Between 2013 and 2015 we led a ZTF/LSST precursor experiment with a small team at the Center for Mathematical Modelling and the Millennium Institute of Astrophysics. In the High cadence Transient Survey (HiTS) we looked for supernova explosions in real-time using the Dark Energy Camera. We optimized the survey (see this video) to find the elusive supernova shock breakout in red supergiant stars, designing and implementing all the image processing tools from scratch in the National Laboratory for High Performance Computing, our own real/bogus machine learning classification tools, and visualization tools to aid the discoveries during the observation campaign of about one week in early 2013, 2014 and 2015.
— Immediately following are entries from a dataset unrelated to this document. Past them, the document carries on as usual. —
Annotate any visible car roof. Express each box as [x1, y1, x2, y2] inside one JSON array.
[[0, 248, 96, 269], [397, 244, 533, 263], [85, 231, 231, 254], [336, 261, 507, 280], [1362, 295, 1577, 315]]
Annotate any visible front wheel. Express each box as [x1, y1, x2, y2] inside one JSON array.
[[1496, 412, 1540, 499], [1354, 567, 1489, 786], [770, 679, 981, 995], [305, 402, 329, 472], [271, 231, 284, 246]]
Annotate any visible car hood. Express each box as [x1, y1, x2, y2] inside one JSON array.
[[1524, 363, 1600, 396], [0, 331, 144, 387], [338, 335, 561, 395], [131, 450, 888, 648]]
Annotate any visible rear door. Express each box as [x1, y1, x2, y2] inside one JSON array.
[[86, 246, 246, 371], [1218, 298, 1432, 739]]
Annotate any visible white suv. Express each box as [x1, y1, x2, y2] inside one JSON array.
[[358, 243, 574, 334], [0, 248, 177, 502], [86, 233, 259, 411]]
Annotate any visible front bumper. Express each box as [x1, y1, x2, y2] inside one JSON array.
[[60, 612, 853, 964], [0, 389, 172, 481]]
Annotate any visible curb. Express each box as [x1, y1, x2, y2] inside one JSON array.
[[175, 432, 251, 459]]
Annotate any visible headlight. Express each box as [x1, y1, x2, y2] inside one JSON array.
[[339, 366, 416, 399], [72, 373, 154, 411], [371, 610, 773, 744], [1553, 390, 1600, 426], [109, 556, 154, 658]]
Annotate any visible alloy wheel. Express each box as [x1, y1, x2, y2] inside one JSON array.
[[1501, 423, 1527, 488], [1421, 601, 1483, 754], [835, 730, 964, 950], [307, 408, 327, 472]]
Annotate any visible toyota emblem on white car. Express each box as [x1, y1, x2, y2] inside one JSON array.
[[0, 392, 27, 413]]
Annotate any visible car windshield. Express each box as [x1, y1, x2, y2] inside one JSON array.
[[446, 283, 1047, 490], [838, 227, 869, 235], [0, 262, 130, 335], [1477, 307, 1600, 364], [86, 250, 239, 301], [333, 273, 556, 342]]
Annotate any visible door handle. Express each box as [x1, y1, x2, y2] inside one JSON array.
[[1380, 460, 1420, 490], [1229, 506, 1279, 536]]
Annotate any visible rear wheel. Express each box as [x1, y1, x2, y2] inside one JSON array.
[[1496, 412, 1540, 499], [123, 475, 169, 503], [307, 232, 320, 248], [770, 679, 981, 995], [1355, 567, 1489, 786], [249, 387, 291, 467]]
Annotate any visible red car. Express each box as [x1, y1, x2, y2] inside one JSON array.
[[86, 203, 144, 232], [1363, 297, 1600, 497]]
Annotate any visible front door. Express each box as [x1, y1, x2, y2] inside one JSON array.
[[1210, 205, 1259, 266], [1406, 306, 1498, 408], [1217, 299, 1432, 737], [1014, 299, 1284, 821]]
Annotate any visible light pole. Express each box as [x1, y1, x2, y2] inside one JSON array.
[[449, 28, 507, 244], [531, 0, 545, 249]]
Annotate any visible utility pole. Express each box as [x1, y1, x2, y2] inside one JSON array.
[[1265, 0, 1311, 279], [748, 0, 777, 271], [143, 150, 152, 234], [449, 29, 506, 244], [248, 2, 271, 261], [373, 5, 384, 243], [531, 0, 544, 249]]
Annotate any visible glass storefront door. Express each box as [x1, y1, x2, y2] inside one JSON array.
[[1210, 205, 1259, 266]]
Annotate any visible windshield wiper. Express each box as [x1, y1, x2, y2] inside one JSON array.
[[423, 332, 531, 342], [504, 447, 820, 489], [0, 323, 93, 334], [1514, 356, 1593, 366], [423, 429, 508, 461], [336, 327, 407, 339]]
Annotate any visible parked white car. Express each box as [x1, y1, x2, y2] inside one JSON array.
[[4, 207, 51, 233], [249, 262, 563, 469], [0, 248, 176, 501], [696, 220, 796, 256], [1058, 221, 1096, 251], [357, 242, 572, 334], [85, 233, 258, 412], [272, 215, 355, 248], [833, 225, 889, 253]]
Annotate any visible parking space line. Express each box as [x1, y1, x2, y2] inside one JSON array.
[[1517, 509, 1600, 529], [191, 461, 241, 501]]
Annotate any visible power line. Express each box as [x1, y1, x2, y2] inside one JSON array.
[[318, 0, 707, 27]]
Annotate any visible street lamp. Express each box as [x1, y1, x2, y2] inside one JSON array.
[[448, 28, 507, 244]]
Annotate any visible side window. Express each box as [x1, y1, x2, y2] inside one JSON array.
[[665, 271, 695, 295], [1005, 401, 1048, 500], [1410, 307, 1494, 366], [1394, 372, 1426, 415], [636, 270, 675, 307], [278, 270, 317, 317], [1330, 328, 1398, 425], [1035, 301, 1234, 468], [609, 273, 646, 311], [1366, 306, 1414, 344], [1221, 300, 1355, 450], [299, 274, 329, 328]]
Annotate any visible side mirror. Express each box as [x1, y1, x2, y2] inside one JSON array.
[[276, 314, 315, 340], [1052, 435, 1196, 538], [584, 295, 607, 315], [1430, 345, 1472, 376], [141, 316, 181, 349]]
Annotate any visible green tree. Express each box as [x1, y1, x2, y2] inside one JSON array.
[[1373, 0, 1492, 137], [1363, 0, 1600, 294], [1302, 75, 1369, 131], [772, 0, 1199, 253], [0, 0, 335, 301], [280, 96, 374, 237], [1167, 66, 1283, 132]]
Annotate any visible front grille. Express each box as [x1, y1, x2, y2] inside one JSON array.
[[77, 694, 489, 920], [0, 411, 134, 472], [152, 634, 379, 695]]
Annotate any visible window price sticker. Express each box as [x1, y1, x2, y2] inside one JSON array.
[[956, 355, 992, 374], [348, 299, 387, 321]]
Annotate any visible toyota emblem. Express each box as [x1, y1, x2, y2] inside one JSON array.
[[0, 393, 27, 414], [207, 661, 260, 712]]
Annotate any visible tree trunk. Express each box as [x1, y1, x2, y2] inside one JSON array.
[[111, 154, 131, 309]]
This experiment led us to form an interdisciplinary group focused on astroinformatics. It also made us realize the importance of processing large alert streams such as those produced by ZTF and LSST, leading to the creation of the ALeRCE broker.

The main scientific results from HiTS were the following:

A deep (24th mag), large field of view (320 deg2 in total), high cadence (2/1.6 hr) optical survey (Förster et al. 2016, ApJ).. See Figure 1.
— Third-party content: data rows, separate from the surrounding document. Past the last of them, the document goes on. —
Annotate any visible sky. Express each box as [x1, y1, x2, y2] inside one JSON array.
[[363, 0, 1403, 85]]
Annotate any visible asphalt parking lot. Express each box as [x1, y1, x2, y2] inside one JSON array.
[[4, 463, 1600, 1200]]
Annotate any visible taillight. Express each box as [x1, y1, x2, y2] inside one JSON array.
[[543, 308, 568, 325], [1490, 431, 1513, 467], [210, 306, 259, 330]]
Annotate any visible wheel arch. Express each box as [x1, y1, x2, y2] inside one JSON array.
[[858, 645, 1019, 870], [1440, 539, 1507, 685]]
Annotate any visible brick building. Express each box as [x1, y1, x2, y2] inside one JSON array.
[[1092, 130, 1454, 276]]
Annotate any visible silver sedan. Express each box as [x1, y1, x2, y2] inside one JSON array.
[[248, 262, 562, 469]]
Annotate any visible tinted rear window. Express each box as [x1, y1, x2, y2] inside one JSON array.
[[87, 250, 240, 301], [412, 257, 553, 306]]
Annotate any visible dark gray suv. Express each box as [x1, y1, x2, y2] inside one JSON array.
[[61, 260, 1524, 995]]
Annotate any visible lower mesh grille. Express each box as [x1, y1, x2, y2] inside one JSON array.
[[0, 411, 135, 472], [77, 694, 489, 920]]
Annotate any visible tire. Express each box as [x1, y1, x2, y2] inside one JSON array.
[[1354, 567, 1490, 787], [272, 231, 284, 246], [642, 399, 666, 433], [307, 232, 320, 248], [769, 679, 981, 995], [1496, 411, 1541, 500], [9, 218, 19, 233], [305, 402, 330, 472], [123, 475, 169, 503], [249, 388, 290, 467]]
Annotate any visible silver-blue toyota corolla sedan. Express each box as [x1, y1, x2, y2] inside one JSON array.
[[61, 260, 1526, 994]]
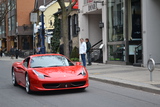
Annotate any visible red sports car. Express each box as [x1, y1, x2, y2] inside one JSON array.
[[11, 54, 89, 94]]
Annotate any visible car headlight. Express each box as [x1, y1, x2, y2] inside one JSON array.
[[78, 68, 86, 76], [32, 70, 45, 79]]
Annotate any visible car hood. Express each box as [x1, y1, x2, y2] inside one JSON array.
[[33, 66, 83, 78]]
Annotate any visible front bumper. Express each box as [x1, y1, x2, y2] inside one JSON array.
[[29, 76, 89, 91]]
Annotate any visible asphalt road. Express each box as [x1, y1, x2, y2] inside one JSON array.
[[0, 59, 160, 107]]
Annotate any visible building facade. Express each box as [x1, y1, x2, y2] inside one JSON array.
[[0, 0, 35, 52], [79, 0, 160, 67]]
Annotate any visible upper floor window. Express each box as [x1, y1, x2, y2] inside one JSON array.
[[2, 19, 5, 34], [108, 0, 124, 42], [8, 15, 16, 32], [8, 0, 16, 10], [68, 14, 79, 38]]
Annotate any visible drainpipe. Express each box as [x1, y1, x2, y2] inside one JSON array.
[[124, 0, 129, 64]]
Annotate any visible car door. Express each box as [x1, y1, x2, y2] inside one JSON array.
[[20, 57, 30, 86]]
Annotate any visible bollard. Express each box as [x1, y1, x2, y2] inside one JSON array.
[[147, 58, 155, 81]]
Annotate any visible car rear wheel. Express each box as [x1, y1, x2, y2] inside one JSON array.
[[12, 70, 18, 86], [25, 74, 32, 94]]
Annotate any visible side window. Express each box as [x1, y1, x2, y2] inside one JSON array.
[[23, 57, 30, 68]]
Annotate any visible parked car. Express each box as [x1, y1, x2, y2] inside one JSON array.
[[11, 54, 89, 94]]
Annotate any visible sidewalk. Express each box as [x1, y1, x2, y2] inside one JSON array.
[[86, 63, 160, 94], [0, 56, 24, 61], [1, 56, 160, 94]]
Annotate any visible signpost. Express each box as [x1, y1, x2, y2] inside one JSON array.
[[30, 13, 37, 54]]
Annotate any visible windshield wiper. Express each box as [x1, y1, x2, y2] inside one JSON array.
[[32, 66, 44, 68], [47, 65, 63, 67]]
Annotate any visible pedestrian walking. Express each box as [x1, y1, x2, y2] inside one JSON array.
[[37, 46, 41, 54], [15, 47, 19, 59], [0, 47, 2, 57], [79, 38, 87, 67], [10, 46, 15, 59], [33, 47, 37, 54], [85, 38, 92, 66]]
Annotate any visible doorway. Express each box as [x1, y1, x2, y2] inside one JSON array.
[[128, 0, 142, 65]]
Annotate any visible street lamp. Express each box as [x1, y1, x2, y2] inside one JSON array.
[[39, 5, 46, 54]]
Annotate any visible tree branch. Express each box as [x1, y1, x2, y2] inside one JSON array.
[[57, 0, 66, 11], [0, 0, 16, 24], [67, 0, 78, 15]]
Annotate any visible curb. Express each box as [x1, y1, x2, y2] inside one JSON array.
[[89, 76, 160, 94]]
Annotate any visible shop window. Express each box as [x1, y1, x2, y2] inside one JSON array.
[[108, 0, 124, 42], [108, 44, 125, 61]]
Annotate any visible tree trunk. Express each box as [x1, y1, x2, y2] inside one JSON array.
[[62, 12, 69, 57], [57, 0, 78, 58]]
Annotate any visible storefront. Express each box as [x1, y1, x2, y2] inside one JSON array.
[[79, 0, 160, 66], [107, 0, 142, 65]]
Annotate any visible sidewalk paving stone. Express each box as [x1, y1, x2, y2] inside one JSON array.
[[86, 63, 160, 94]]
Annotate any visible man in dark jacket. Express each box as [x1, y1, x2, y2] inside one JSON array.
[[85, 38, 92, 66], [10, 46, 15, 59], [15, 47, 19, 59]]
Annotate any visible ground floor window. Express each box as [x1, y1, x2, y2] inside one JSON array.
[[18, 36, 33, 50], [108, 44, 125, 61]]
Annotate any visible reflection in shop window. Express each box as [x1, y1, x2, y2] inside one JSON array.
[[108, 0, 124, 42], [108, 44, 125, 61]]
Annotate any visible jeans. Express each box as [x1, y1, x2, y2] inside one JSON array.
[[87, 52, 91, 65], [81, 54, 86, 67]]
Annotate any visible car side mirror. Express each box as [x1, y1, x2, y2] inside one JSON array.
[[16, 63, 23, 69], [76, 62, 81, 65]]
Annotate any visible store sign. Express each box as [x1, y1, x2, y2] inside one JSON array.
[[88, 3, 97, 11], [72, 0, 78, 9], [30, 13, 37, 23]]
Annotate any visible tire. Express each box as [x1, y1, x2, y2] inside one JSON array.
[[12, 69, 18, 86], [25, 74, 32, 94]]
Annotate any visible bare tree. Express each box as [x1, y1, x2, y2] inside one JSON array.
[[57, 0, 78, 57], [0, 0, 16, 24]]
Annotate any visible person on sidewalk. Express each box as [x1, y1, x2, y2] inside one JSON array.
[[33, 47, 37, 54], [0, 47, 2, 57], [36, 46, 41, 54], [85, 38, 92, 66], [79, 38, 87, 67], [15, 47, 19, 59], [10, 46, 15, 59]]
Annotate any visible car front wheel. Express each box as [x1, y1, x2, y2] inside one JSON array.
[[12, 70, 18, 86], [25, 74, 32, 94]]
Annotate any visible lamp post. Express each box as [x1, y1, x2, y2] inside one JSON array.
[[39, 5, 46, 54]]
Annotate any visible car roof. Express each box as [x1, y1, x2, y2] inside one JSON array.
[[29, 54, 64, 58]]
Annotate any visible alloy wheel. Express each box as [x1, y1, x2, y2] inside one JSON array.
[[12, 71, 17, 86], [25, 74, 31, 94]]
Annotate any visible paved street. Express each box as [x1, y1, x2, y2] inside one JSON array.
[[0, 57, 160, 107]]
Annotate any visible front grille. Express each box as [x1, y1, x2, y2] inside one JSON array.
[[71, 81, 86, 87], [43, 81, 86, 89], [43, 83, 60, 89]]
1st real-time survey using DECam data, leading to 125 candidate SNe (Förster et al. 2016, ApJ). See Figure 2.
Evidence for the absence of red supergiant “envelope” shock breakouts (Förster et al. 2016, ApJ). See Figure 3.
1st deep learning real/bogus classifier (Cabrera-Vives et al. 2016, IEEE IJCNN, Cabrera-Vives et al. 2017, ApJ; Reyes et al. 2018, IEEE WCCI). See Figure 4.
18 distant RR Lyrae stars used to understand our galaxy’s halo (Medina et al. 2017, 2018, ApJ). See Figure 5.
Thousands of new asteroids discovered (Peña et al. 2018, 2020, AJ). See Figure 6.
A machine learning classified catalog of variable sources (Martínez-Palomera et al. 2018, AJ). See Figure 7.
Discovery that most SNe II undergo a phase of confined circumstellar material shock breakout (Förster et al. 2018, Nat. Ast.). See Figure 8.
1st combination of hydrodynamical model grids with Markov Chain Monte Carlo inference methods for supernova studies (Förster et al. 2018, Nat. Ast.). See Figure 9.
1st recurrent convolutional neural network for the classification of image stamp time series (Carrasco-Davis et al. 2019, PASP). See Figure 10.
Discovery of new population of intermediate mass black hole candidates (Martínez-Palomera et al. 2020, ApJ). See Figure 11.